HHS Reinstates Federal Panel to Oversee Children's Vaccines
The task force, originally created by Congress in 1986 and disbanded in 1998, was reinstated under by ACIP, recently reconstituted by HHS secretary Robert F. Kennedy, Jr.
HHS has reinstated a federal panel to “oversee the safety and quality of children’s vaccines.” CIDRAP has the news.
The Task Force on Safer Childhood Vaccines will work alongside the Advisory Commission on Childhood Vaccines to make recommendations “aimed at developing, promoting, and refining childhood vaccines that result in fewer and less severe adverse reactions than current vaccines.” The task force was originally created “by Congress under the National Childhood Vaccine Injury Act of 1986, but was disbanded in 1998. HHS said the group, which will also include representatives from the Centers for Disease Control and Prevention (CDC) and the Food and Drug Administration, will send its first report to Congress within 2 years.”

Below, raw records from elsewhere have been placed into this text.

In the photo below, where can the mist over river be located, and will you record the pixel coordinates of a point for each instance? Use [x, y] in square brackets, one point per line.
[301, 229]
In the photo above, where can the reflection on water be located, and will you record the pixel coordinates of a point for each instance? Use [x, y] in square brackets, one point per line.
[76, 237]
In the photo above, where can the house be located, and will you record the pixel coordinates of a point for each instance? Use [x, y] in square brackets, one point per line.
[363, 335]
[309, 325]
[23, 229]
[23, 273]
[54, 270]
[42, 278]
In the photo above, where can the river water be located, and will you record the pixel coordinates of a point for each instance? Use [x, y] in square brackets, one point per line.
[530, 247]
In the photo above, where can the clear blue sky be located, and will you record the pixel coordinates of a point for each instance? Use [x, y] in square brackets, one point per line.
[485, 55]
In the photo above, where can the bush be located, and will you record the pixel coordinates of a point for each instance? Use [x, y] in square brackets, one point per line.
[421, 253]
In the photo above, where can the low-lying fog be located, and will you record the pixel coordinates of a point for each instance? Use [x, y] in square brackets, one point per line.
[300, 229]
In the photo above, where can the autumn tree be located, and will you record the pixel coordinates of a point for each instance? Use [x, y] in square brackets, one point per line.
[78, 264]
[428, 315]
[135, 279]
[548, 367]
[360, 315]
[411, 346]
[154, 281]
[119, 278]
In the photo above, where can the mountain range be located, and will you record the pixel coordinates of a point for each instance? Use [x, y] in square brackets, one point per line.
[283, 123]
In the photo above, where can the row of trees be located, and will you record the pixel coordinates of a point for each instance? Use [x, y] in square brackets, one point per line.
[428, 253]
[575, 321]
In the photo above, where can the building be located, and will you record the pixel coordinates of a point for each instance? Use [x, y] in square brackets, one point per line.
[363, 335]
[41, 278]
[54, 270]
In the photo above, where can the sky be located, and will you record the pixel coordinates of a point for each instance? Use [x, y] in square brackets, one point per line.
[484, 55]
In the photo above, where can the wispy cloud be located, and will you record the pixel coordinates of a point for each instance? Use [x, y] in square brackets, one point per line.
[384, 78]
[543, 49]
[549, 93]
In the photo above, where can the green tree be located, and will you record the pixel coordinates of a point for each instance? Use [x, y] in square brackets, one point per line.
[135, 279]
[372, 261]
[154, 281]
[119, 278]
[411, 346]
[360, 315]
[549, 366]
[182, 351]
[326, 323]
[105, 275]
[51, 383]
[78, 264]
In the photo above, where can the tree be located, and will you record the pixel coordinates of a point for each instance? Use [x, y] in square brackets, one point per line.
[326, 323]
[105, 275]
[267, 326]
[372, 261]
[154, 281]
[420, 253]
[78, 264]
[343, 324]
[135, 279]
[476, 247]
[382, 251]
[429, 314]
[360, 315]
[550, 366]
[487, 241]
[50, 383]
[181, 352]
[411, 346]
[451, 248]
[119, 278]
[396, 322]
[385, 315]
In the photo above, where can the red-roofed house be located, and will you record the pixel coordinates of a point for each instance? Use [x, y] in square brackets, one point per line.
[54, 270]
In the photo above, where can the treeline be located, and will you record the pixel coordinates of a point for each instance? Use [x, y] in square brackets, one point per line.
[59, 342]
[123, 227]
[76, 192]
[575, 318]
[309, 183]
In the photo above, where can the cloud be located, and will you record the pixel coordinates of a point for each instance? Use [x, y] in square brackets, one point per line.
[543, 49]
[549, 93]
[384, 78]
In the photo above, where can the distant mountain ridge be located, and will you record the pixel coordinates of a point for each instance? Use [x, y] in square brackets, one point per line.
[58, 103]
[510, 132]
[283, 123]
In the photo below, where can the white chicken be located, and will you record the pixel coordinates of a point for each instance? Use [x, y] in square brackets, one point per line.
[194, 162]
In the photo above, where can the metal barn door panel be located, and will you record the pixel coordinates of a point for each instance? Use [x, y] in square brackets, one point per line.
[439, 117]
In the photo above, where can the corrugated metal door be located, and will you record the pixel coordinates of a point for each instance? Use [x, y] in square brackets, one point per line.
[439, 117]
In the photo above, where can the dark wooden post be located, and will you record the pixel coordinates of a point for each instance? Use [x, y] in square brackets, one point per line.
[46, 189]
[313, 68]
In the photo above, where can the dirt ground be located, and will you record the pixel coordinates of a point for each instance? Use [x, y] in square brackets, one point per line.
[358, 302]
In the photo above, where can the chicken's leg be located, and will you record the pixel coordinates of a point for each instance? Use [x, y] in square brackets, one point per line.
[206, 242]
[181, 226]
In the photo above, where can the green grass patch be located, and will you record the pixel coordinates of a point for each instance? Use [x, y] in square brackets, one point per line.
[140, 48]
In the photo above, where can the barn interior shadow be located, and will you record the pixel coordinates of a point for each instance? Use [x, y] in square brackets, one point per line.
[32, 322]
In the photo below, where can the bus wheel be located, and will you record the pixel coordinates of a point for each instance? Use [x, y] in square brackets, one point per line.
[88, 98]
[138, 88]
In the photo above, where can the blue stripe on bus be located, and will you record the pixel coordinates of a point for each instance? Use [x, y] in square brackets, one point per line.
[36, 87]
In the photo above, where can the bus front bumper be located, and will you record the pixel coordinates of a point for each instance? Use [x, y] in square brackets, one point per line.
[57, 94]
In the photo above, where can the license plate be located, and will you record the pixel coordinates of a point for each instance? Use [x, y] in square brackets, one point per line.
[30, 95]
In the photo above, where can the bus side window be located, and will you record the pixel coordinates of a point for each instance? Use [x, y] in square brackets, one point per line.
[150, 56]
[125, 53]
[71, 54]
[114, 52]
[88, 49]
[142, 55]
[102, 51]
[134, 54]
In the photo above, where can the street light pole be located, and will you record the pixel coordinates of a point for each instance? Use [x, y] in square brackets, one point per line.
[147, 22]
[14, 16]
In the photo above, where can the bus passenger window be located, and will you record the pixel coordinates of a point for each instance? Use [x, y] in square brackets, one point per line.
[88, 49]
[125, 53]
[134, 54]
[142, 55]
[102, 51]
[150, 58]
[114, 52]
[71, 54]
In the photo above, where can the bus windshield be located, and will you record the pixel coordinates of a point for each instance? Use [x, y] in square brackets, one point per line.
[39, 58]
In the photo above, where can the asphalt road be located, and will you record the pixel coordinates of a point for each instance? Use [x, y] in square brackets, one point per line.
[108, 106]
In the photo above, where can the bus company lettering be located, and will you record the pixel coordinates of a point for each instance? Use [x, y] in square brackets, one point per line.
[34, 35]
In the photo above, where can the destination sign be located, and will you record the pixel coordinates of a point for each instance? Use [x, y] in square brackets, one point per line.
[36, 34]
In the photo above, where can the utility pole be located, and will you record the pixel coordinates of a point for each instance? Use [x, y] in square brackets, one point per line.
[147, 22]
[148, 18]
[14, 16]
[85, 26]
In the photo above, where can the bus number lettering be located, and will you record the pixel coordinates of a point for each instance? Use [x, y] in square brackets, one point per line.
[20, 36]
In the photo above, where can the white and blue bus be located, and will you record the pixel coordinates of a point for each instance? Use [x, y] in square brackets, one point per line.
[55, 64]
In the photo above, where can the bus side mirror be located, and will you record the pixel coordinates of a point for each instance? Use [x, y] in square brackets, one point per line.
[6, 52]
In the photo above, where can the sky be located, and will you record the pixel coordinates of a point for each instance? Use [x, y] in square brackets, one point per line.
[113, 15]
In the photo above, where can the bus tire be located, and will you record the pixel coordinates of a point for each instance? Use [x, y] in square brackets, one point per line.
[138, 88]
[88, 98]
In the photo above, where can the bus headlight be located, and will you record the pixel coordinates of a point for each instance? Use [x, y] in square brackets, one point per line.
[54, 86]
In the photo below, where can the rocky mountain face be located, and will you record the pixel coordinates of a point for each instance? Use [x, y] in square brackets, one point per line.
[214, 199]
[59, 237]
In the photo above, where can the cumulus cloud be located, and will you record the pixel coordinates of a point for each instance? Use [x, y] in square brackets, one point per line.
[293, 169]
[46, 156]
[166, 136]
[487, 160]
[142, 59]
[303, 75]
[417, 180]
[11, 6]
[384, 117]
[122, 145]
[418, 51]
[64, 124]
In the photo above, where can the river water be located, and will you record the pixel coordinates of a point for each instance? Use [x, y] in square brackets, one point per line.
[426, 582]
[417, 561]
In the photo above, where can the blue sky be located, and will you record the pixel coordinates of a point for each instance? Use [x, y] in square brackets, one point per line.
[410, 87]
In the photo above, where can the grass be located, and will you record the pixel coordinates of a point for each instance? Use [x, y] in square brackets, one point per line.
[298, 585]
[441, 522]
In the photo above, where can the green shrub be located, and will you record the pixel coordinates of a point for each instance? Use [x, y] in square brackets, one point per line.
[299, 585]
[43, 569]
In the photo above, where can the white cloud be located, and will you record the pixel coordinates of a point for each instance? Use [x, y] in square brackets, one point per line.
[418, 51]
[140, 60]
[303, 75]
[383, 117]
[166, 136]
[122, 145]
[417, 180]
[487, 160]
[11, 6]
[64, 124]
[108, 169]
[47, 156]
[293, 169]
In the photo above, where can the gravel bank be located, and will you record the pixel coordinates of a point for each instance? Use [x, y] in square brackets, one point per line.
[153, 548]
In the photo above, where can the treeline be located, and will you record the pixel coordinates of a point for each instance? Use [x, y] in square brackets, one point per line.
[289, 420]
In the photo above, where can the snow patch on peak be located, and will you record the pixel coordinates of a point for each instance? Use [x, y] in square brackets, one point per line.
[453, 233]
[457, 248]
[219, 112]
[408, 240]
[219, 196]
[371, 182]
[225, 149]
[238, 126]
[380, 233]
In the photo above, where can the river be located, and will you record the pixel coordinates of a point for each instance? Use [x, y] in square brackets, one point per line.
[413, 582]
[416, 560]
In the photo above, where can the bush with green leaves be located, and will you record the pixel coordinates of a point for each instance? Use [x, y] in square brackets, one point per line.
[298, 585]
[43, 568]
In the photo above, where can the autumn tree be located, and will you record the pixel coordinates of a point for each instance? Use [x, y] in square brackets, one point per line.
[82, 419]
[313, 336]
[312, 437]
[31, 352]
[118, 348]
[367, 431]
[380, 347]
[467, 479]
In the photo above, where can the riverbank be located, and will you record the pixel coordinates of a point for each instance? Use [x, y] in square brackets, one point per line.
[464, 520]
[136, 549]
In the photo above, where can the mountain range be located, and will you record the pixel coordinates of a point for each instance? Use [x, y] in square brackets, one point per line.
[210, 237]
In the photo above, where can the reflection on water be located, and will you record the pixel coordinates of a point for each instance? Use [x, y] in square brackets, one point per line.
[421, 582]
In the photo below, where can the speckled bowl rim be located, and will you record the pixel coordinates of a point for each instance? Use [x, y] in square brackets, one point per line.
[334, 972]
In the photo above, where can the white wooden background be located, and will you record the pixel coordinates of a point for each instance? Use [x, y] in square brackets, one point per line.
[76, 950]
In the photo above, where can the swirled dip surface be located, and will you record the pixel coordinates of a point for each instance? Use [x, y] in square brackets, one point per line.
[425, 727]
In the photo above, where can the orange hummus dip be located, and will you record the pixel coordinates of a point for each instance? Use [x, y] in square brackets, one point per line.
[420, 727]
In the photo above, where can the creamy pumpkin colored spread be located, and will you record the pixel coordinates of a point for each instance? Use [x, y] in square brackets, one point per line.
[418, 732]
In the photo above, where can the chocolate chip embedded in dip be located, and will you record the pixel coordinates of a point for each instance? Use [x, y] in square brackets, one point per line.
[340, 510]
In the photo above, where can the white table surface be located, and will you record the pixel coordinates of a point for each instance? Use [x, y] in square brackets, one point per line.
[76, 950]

The newly reconstituted ACIP held a meeting in June with new members handpicked by HHS secretary Robert F. Kennedy, Jr., and it announced “the formation of a new working group that would look at the cumulative effects of vaccines on the CDC's recommended schedule for children and adolescents.” Anti-vaccine groups have “long questioned the safety of routine childhood vaccines, such as the MMR vaccine. They've also promoted the idea that US children get too many vaccines too soon and that the cumulative effects have not been properly studied.”